On “You grew up,” my favorite offering from the album, Oddisee paints a visceral picture of muslim relations in America and how it is molded through time and by our culture. In the first verse he presents the idea of two mixed race friends who are driven apart as they get older, the white kid placing the blame on the other for his dad losing his job. Because as everyone knows, when a white person loses job, it’s because of the immigrants. On the next verse however, he flips the script and presents the to common situation in which an outcasted muslim youth finds solace in belonging to a group and chooses fanaticism over logical thought, joining a muslim extremist group and eventually blowing up. The track is put together extremely well and should be listened to by every single person in America right now. The catchiness from “Things” creeps back into the mix on “Like Really” where Oddsiee raps an impressive flow over top a very catchy baseline and some well layered drum samples.
On “You grew up,” my favorite offering from the album, Oddisee paints a visceral picture of muslim relations in America and how it is molded through time and by our culture.
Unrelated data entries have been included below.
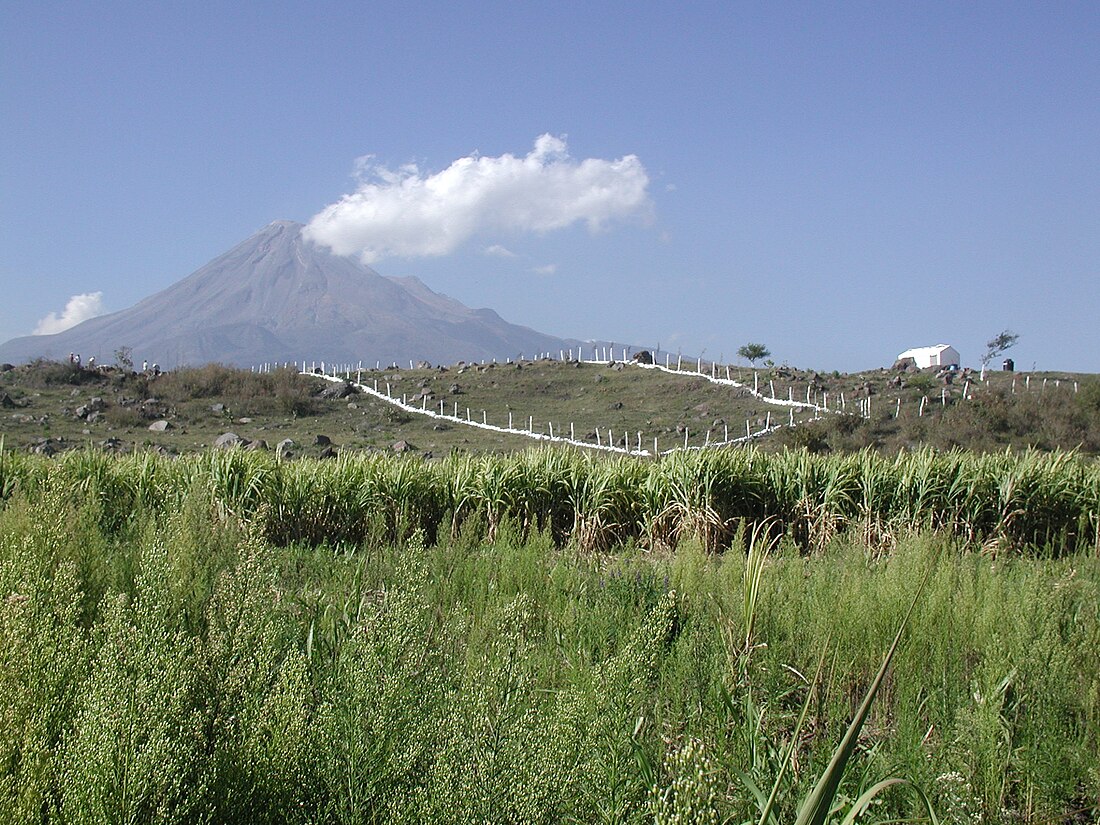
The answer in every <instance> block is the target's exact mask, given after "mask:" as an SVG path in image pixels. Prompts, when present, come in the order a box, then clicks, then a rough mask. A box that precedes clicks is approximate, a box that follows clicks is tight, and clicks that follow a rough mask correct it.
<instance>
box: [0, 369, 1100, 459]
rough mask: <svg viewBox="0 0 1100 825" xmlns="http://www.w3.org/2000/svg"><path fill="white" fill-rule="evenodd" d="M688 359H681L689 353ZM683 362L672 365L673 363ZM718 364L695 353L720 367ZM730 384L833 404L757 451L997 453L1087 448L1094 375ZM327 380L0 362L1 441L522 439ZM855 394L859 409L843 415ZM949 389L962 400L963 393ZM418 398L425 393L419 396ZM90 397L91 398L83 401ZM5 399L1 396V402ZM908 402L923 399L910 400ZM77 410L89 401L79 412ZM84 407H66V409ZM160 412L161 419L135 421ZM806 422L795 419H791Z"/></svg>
mask: <svg viewBox="0 0 1100 825" xmlns="http://www.w3.org/2000/svg"><path fill="white" fill-rule="evenodd" d="M691 366H692V367H693V368H694V367H695V366H696V364H694V363H693V364H691ZM685 368H686V365H685ZM726 368H727V367H725V366H722V367H717V366H714V367H712V366H708V365H704V370H708V371H709V370H713V371H714V372H715V373H716V374H718V375H720V376H724V375H725V373H726ZM729 373H730V375H731V377H734V378H735V379H739V381H741V382H744V383H745V384H746V385H747V386H749V387H751V386H753V385H758V386H759V388H760V392H761V393H762V394H764V395H770V394H771V393H772V392H774V394H775V396H777V397H779V398H781V399H782V398H788V397H793V398H795V399H804V398H805V397H806V395H807V392H809V394H810V397H811V398H813V399H816V401H817V403H818V404H820V405H825V404H827V405H828V407H829V409H831V410H835V409H836V408H837V407H838V406H839V405H840V404H842V399H843V403H844V409H845V411H846V412H847V414H848V415H828V416H825V417H824V418H823V419H822V420H820V421H816V422H813V421H810V419H811V418H812V416H813V414H812V410H811V409H810V408H803V409H801V410H795V415H794V419H795V420H796V421H798V422H800V425H804V426H800V427H798V428H795V429H791V430H782V431H780V432H777V433H774V434H772V436H770V437H768V438H766V439H762V440H761V441H760V443H761V444H763V445H766V447H768V449H783V448H784V447H805V448H809V449H811V450H813V451H815V452H824V451H829V452H848V451H854V450H859V449H862V448H875V449H877V450H880V451H884V452H888V453H892V452H898V451H901V450H912V449H919V448H921V447H923V445H930V447H934V448H937V449H950V448H963V449H970V450H978V451H997V450H1002V449H1005V448H1011V449H1023V448H1027V447H1034V448H1036V449H1041V450H1054V449H1062V450H1079V451H1081V452H1084V453H1088V454H1097V453H1098V452H1100V379H1097V377H1096V376H1085V375H1068V374H1053V373H1048V374H1037V373H1036V374H1032V375H1016V374H1008V373H991V374H989V376H988V379H987V382H985V383H981V382H978V381H977V376H971V378H970V383H967V381H968V379H967V378H966V377H964V376H958V377H957V378H955V379H954V381H953V383H952V384H950V385H944V384H943V383H942V379H937V378H936V377H935V376H934V375H932V374H928V373H916V374H902V375H899V374H894V373H890V372H888V371H871V372H867V373H860V374H856V375H840V374H824V373H822V374H818V373H813V372H806V371H798V370H790V368H787V367H769V368H767V370H759V371H757V372H756V373H753V372H752V371H751V370H748V368H745V367H729ZM353 377H361V378H362V382H363V384H364V385H366V386H370V387H372V388H373V387H374V385H375V383H377V385H378V388H379V390H382V392H385V390H386V388H387V385H388V389H389V393H390V394H392V395H393V396H394V397H396V398H401V397H403V396H404V397H405V398H406V400H408V401H409V403H411V404H414V405H415V406H421V405H423V406H426V407H429V408H431V409H436V410H438V409H439V408H440V404H442V406H443V408H444V410H445V411H447V412H448V414H453V412H454V410H455V409H458V411H459V416H460V417H462V418H465V417H466V415H467V414H466V410H467V409H469V415H470V418H471V419H473V420H475V421H482V420H485V421H487V422H489V423H493V425H496V426H502V427H503V426H506V425H507V423H508V420H509V416H510V418H511V421H513V426H514V427H521V428H526V427H527V426H530V427H531V428H532V429H533V430H535V431H537V432H542V433H547V432H548V431H549V429H550V426H551V423H552V425H553V427H554V432H555V434H563V433H564V434H568V433H569V432H570V429H571V428H572V431H573V432H574V433H575V437H576V438H577V439H579V440H582V441H586V442H588V443H593V444H594V443H596V438H595V432H597V431H598V432H599V433H601V441H602V442H603V443H606V440H607V438H606V437H607V431H608V430H610V432H612V434H613V440H614V441H615V443H619V442H620V441H623V440H625V438H626V437H627V436H629V438H630V440H631V445H635V444H636V443H637V439H638V433H641V444H642V447H643V448H646V449H649V450H651V449H652V445H653V440H654V438H656V439H657V442H658V449H659V450H662V451H664V450H669V449H672V448H674V447H678V445H684V444H685V443H686V444H687V445H690V447H701V445H703V444H705V443H707V442H711V443H713V442H715V441H719V440H723V439H725V438H727V437H728V438H736V437H740V436H744V434H745V432H746V422H748V427H749V429H750V430H751V431H753V432H755V431H757V430H760V429H761V428H763V427H764V425H767V423H768V422H769V421H770V422H771V423H782V422H789V421H790V420H791V416H790V409H788V408H784V407H777V406H771V405H768V404H766V403H763V401H762V400H761V399H759V398H753V397H751V396H750V395H749V394H748V393H746V392H745V390H742V389H737V388H734V387H729V386H718V385H715V384H712V383H709V382H707V381H705V379H703V378H701V377H697V376H691V375H690V374H687V373H684V374H681V375H669V374H667V373H663V372H660V371H656V370H639V368H637V367H635V366H630V365H626V366H624V365H621V364H620V365H607V364H575V363H561V362H557V361H538V362H524V363H518V364H487V365H481V364H470V365H451V366H450V367H447V371H445V372H442V371H440V368H434V370H384V371H364V372H363V373H362V375H361V376H360V375H359V374H357V373H355V374H353ZM327 386H331V385H329V384H326V383H324V382H322V381H320V379H319V378H313V377H309V376H298V375H296V374H295V373H294V372H293V371H285V370H277V371H275V372H272V373H266V374H254V373H251V372H249V371H239V370H231V368H228V367H222V366H217V365H208V366H204V367H198V368H190V370H180V371H178V372H175V373H172V374H165V375H161V376H157V377H153V376H146V375H123V374H121V373H118V372H113V373H106V374H103V373H97V372H91V371H87V370H74V368H73V367H70V366H69V365H68V364H52V363H48V362H42V363H37V364H32V365H29V366H20V367H15V368H13V370H11V371H8V372H3V373H0V405H2V406H0V434H2V436H3V437H4V439H5V443H7V444H8V448H9V449H12V448H15V449H40V450H45V451H58V450H72V449H80V448H84V447H86V445H88V444H92V445H97V447H101V448H102V447H105V445H106V449H109V450H112V451H118V450H121V451H127V452H132V451H140V450H145V449H157V450H163V451H168V452H172V453H188V452H196V451H201V450H205V449H208V448H209V447H210V445H212V443H213V441H215V440H216V439H217V438H218V437H219V436H220V434H222V433H224V432H227V431H232V432H235V433H237V434H238V436H240V437H242V438H244V439H249V440H261V439H262V440H263V441H265V442H266V444H267V449H273V448H274V447H275V445H276V443H277V442H279V441H282V440H283V439H287V438H289V439H292V440H293V441H295V442H296V449H295V454H296V455H317V454H318V453H319V452H320V448H319V447H316V441H317V437H318V436H327V437H328V438H330V439H331V441H332V442H333V444H334V445H335V448H337V450H338V451H344V450H349V451H373V450H383V451H388V450H390V448H392V447H393V444H394V443H396V442H398V441H405V442H407V443H409V444H411V445H412V447H414V448H415V449H414V452H416V453H417V454H420V455H423V456H429V455H430V456H431V458H434V459H439V458H441V456H444V455H447V454H450V453H452V452H471V453H482V452H497V453H499V452H511V451H515V450H522V449H526V448H528V447H530V445H531V443H532V442H531V441H530V440H528V439H526V438H522V437H519V436H509V434H502V433H495V432H487V431H485V430H481V429H476V428H471V427H465V426H462V425H461V423H455V422H443V423H440V422H438V421H436V420H433V419H431V418H427V417H423V416H419V415H416V414H412V412H407V411H404V410H400V409H398V408H396V407H394V406H393V405H390V404H387V403H386V401H385V400H381V399H376V398H372V397H370V396H367V395H362V394H361V395H356V396H352V397H349V398H343V399H339V400H337V399H324V398H321V397H319V393H320V392H321V390H322V389H323V388H326V387H327ZM868 389H869V390H870V392H871V394H872V395H871V398H870V415H869V416H868V417H861V416H860V415H858V412H857V411H858V409H859V406H860V404H866V396H867V393H868ZM964 393H966V394H968V395H969V396H971V397H970V399H969V400H963V395H964ZM425 394H427V395H425ZM97 398H98V399H99V401H98V403H96V404H92V399H97ZM4 399H7V400H4ZM922 399H924V403H923V408H922ZM91 406H96V407H97V408H99V409H98V410H97V411H95V412H94V414H91V415H88V409H89V407H91ZM81 408H84V409H83V411H84V412H85V415H84V416H83V417H78V415H77V414H78V412H80V411H81ZM157 420H165V421H167V423H168V429H167V430H166V431H163V432H156V431H151V430H150V429H149V427H150V425H151V423H153V422H155V421H157ZM807 421H810V422H809V423H807Z"/></svg>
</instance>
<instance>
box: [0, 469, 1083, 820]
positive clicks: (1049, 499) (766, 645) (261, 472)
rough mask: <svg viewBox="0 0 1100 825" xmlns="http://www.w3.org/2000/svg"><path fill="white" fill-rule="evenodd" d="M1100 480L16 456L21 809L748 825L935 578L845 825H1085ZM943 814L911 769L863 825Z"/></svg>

The production on this album was put together extremely well and it’s evident that Oddisee has come a long way as both a producer and an emcee. He self produced this entire project and the instrumentation is on par with his rapping, a true talent in both aspects. It’s important to keep conscious rap alive as the air waves are continually dominated by catchy trash, so supporting artists lie Oddisee is more important than ever. Real rap is still alive you just have to search for it, go give Oddisee’s latest effort a listen and please tell me differently.